The industrial processing of protein solutions in engineered food materials, pharmaceutical manufacturing and bio-processing applications occurs on a world-wide scale. A key aspect to production optimization is maximizing output with concentrated feedstock while maintaining quality and integrity. On a crude scale this is accomplished by empirical adjustment of the disperse phase concentrations with respect to the volumetric through put. However, the use of rheology as a link between a bulk measurable property and the dispersion structure and interactions on the molecular scale is becoming a rapidly growing area of research.

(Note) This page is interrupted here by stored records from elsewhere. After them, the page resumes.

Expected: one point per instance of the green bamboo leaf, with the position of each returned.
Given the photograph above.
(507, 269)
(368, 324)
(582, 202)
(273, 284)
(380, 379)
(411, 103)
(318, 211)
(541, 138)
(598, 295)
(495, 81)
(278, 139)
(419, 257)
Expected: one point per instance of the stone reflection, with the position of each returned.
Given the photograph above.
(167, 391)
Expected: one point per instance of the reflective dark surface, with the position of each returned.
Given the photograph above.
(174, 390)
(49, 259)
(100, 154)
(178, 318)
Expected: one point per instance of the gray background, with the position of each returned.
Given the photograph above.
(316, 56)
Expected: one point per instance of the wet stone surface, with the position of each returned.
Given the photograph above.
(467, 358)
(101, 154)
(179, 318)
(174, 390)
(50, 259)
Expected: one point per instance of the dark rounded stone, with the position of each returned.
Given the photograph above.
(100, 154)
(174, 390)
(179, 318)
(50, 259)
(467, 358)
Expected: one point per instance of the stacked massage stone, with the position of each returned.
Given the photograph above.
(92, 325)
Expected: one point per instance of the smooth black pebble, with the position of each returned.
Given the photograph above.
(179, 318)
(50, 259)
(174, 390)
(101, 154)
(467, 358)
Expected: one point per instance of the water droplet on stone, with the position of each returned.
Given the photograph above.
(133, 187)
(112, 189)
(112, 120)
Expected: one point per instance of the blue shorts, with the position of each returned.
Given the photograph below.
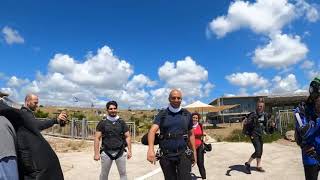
(9, 168)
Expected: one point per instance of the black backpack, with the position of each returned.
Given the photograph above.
(115, 141)
(248, 124)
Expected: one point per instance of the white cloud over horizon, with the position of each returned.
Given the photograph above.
(281, 51)
(102, 76)
(268, 18)
(12, 36)
(247, 79)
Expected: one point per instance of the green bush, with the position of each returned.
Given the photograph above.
(238, 136)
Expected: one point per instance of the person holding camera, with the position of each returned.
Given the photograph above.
(258, 121)
(175, 140)
(36, 158)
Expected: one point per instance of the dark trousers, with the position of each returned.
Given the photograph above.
(258, 146)
(311, 172)
(178, 168)
(200, 161)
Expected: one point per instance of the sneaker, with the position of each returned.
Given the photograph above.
(248, 167)
(260, 169)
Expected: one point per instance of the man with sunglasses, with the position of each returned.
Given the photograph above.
(176, 139)
(116, 138)
(308, 130)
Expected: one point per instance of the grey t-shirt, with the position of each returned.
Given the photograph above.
(7, 138)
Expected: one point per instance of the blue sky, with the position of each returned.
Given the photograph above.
(135, 51)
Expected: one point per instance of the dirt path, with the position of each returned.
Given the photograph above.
(280, 160)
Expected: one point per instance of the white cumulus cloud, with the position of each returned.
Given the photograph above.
(282, 51)
(186, 75)
(262, 16)
(12, 36)
(247, 79)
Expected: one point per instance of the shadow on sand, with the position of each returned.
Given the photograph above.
(240, 168)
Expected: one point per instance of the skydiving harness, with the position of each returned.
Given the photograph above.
(115, 140)
(163, 136)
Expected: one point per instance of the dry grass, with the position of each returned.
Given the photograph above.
(222, 131)
(69, 145)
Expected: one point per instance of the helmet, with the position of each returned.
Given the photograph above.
(314, 88)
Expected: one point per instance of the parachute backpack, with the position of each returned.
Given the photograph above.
(248, 124)
(314, 88)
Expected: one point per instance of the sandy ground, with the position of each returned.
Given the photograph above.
(281, 160)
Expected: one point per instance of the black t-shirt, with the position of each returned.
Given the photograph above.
(112, 132)
(174, 123)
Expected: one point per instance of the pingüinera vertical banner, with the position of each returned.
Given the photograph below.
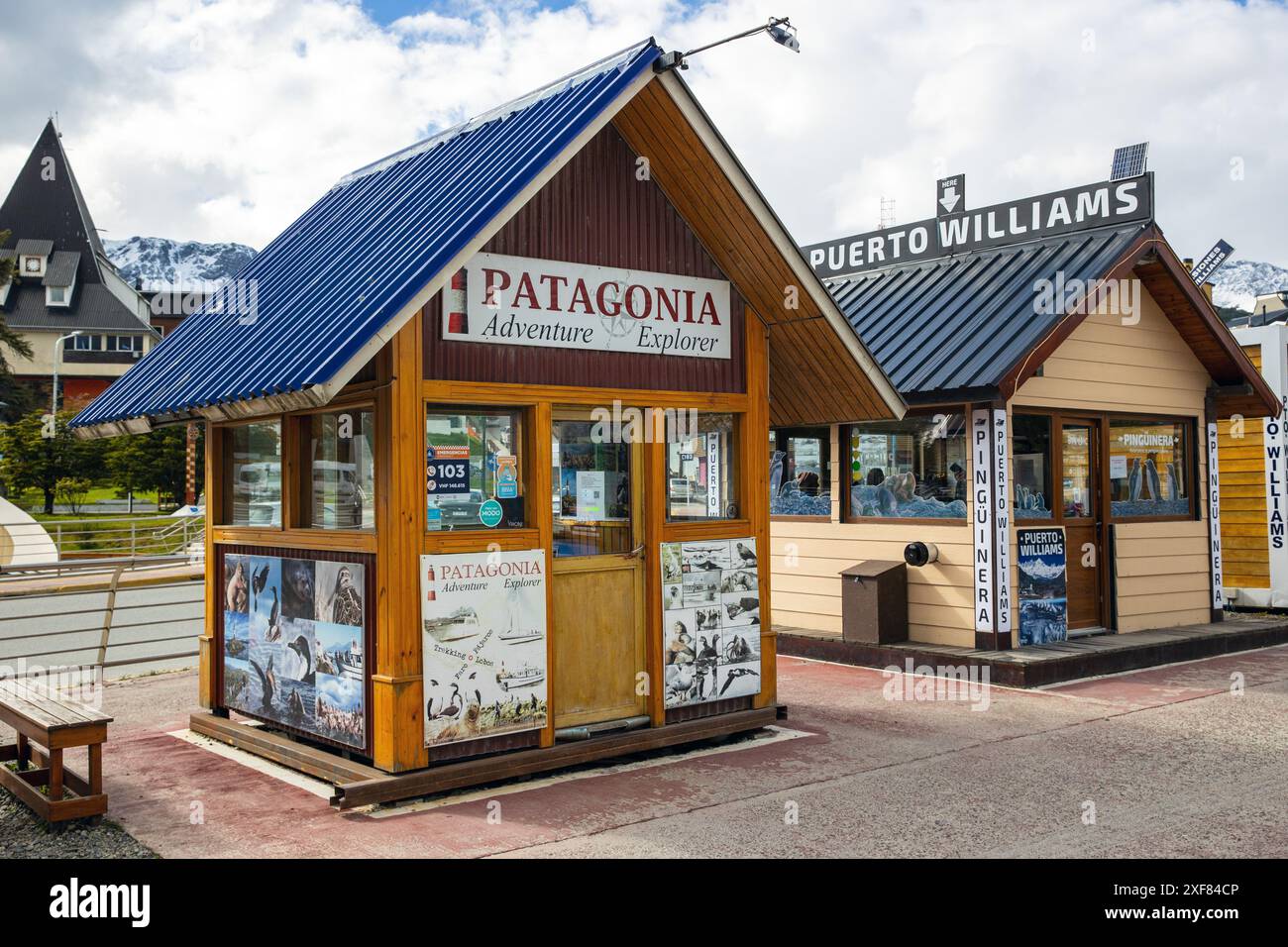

Lysozyme is a protein abundantly found in many biological processes, but can be found in large concentrations in egg whites. As such it has been a focus of protein research for over a century, and has proven to be a model system to understand protein structure and interactions, which in most cases is complex. In this work we use Lysozyme without salt as a model protein that has a short-range attraction and long-range repulsion to make connections between protein interactions and the hierarchy of structures that define the macroscopic stability, phase behavior, and rheology. We use an experimental platform that includes scattering techniques (DLS, SANS), microscopy, and rheology. The strength of attraction and repulsion are temperature dependent, and we determine the potential by fitting small-angle neutron scattering (SANS) measurement utilizing the Ornstein-Zernike equation with a double-Yukawa interaction potential. The rheology is analyzed and interpreted in connection to the interparticle potential and we show a connection between gelation and the SANS scattering profiles.